Berkaitan dengan hal tersebut, beliau mengingatkan, bahwa tujuh tahun pertama dalam hidup sang anak, THEY ONLY HAVE US. Mereka hanya punya kita, so, berikan semaksimal mungkin yang kita bisa. Jadilah yang ‘selalu ada’ buat mereka. Walaupun, saat ‘melayani’nya, mungkin anak-anak kita memiliki beragam karakter, hindari menjadikan hal tersebut sebagai stress-maker. Justru jadikanlah hal tersebut sebagai pembelajaran buat kita, yang spesial dikasih sama Allah yang Maha Penyayang.

Pada usia-usia dini, tanamkan nilai-nilai benar dan salah, karena nilai-nilai yang kita tanamkan pada anak dalam usia golden age akan membekas kuat di alam bawah sadarnya.
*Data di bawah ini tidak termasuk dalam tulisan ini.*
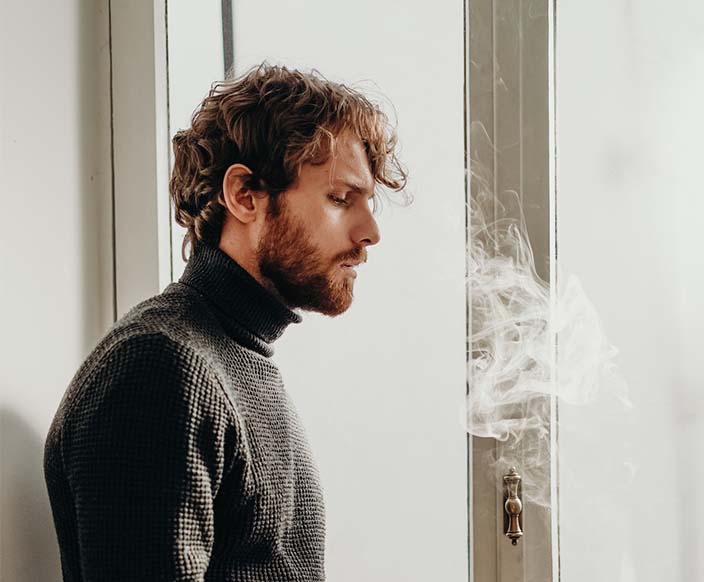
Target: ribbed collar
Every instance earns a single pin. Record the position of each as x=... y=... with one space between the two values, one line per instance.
x=250 y=313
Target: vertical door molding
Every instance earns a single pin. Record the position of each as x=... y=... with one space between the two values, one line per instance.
x=142 y=247
x=509 y=155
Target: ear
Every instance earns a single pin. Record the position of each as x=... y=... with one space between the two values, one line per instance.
x=243 y=204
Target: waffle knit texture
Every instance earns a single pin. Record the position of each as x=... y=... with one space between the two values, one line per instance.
x=176 y=453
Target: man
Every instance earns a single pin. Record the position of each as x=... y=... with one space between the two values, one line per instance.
x=176 y=453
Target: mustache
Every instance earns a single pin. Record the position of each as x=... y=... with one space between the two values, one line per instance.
x=358 y=255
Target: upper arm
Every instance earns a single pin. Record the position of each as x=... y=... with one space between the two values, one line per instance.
x=145 y=449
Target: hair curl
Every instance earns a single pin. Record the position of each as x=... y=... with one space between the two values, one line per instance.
x=273 y=120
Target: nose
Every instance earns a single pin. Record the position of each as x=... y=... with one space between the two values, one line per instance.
x=367 y=231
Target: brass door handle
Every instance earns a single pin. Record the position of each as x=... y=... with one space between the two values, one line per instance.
x=513 y=506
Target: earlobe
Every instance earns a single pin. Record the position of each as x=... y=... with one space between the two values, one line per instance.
x=239 y=201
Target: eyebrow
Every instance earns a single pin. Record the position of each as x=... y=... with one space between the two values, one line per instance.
x=356 y=187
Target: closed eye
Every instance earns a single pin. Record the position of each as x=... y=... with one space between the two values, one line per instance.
x=338 y=201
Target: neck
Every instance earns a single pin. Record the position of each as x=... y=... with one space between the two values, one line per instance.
x=239 y=251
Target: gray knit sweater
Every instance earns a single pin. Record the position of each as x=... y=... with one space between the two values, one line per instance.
x=176 y=454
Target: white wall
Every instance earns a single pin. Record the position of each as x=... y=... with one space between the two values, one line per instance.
x=55 y=247
x=630 y=206
x=382 y=387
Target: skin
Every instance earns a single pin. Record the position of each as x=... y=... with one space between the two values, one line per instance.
x=325 y=221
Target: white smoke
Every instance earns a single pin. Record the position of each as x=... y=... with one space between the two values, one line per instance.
x=529 y=344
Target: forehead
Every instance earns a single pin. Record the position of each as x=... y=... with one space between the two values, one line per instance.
x=346 y=167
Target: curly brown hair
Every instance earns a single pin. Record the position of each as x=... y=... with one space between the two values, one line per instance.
x=273 y=120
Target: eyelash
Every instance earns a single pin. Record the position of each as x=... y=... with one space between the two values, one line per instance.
x=338 y=201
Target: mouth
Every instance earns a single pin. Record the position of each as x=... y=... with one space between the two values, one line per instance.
x=349 y=268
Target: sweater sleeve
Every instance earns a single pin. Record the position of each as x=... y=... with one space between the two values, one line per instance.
x=145 y=448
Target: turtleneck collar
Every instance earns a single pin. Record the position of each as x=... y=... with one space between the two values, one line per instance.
x=251 y=313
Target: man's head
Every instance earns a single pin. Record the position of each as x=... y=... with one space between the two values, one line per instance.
x=280 y=170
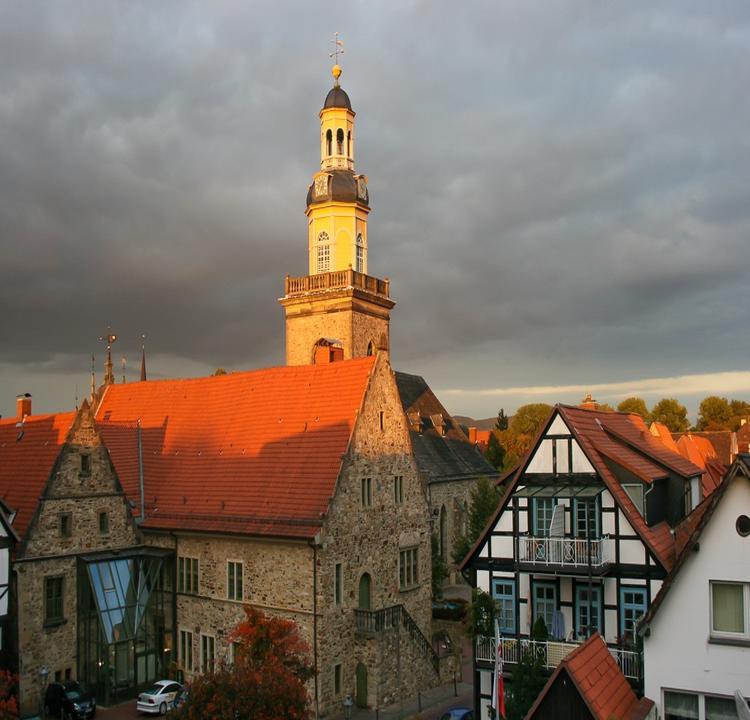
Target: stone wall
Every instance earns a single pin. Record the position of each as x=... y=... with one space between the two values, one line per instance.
x=368 y=540
x=83 y=492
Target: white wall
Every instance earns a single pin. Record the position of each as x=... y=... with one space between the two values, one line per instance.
x=677 y=654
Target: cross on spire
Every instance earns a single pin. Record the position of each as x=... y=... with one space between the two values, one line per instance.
x=338 y=47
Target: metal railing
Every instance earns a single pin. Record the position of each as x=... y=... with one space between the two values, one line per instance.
x=395 y=617
x=551 y=653
x=335 y=280
x=566 y=552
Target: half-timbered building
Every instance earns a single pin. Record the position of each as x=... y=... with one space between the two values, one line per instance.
x=583 y=538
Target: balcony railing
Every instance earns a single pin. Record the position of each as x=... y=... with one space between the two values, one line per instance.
x=338 y=279
x=565 y=552
x=551 y=653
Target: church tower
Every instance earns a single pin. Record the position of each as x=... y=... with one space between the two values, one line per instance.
x=337 y=310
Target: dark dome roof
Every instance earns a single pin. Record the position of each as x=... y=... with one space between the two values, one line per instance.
x=337 y=98
x=342 y=187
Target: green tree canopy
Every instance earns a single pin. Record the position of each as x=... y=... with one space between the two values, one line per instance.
x=495 y=452
x=669 y=412
x=484 y=500
x=714 y=413
x=635 y=405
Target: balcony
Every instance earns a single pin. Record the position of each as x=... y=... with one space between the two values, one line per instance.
x=336 y=280
x=551 y=653
x=562 y=553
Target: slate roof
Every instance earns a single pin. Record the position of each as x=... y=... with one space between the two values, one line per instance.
x=441 y=457
x=689 y=533
x=622 y=438
x=27 y=459
x=252 y=452
x=599 y=682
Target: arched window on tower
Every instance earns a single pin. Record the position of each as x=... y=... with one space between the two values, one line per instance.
x=339 y=142
x=324 y=253
x=360 y=253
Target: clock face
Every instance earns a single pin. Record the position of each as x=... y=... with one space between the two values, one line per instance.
x=321 y=185
x=362 y=188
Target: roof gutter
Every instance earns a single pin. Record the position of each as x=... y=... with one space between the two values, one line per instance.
x=140 y=473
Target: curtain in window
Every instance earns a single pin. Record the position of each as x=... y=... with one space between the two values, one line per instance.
x=728 y=608
x=680 y=706
x=721 y=709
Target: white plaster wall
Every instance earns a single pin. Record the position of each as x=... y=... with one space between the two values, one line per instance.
x=677 y=653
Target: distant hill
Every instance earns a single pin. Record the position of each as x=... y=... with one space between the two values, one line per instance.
x=485 y=424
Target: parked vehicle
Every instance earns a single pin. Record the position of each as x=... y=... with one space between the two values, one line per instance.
x=158 y=698
x=461 y=713
x=69 y=700
x=180 y=698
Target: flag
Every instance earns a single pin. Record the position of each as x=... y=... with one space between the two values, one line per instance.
x=498 y=687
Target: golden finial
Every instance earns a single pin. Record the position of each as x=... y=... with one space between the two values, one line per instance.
x=338 y=49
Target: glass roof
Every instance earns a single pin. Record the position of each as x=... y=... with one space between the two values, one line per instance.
x=122 y=589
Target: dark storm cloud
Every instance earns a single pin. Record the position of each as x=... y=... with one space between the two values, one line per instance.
x=560 y=190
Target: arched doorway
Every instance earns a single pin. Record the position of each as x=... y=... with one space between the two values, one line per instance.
x=361 y=695
x=365 y=584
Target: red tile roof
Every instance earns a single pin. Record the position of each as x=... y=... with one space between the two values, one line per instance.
x=26 y=461
x=253 y=452
x=600 y=683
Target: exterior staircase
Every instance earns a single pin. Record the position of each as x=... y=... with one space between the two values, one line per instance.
x=395 y=617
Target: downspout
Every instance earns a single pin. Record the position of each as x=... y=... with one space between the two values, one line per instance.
x=315 y=625
x=140 y=473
Pendapat Ibu  Yanti ini benar, bila kemudian kita sandingkan dengan teori ilmu NLP (Neuro Linguistic Programming) yang pernah saya dapatkan, di mana pada usia golden age itulah, saat-saat dimana ‘pintu gerbang’ atau sekat antara pikiran bawah sadar dan pikiran sadar manusia masih terbuka lebar atau ibaratnya masih lentur, belum kaku/rigid, sehingga apa-apa yang kita masukkan ke pikiran anak, akan tertanam kuat di pikiran bawah sadarnya. Ingat loh, pikiran bawah sadar berpengaruh 80% pada setiap tindakan yang kita lakukan di kemudian hari. Lain halnya, bila nilai-nilai tersebut baru kita berikan di saat anak sudah menginjak usia remaja, di mana pintu gerbang tersebut sudah tertutup atau sudah rigid. Hasilnya, si anak akan cenderung lebih mudah untuk mengkritisi atau menolak nilai baru tersebut. Naah, maka dari itu, penanaman nilai-nilai Agama including Akidah dan hafalan Qur’an yang sangat penting, amat sangat oke, bila kita tanamkan sejak usia dini ini! J

Sejak periode emas ini juga, beri ia kesempatan bereksplorasi untuk mengembangkan potensinya. Fasilitasi kemauan mereka, baik dia yang terbuka maupun tertutup (extrovert ataupun introvert). Nah, untuk dia yang introvert, karena sulit mengetahui kemauannya, maka dengarkanlah suara-suara kecilnya. HINDARI MENYEPELEKAN setiap suara kecil tersebut.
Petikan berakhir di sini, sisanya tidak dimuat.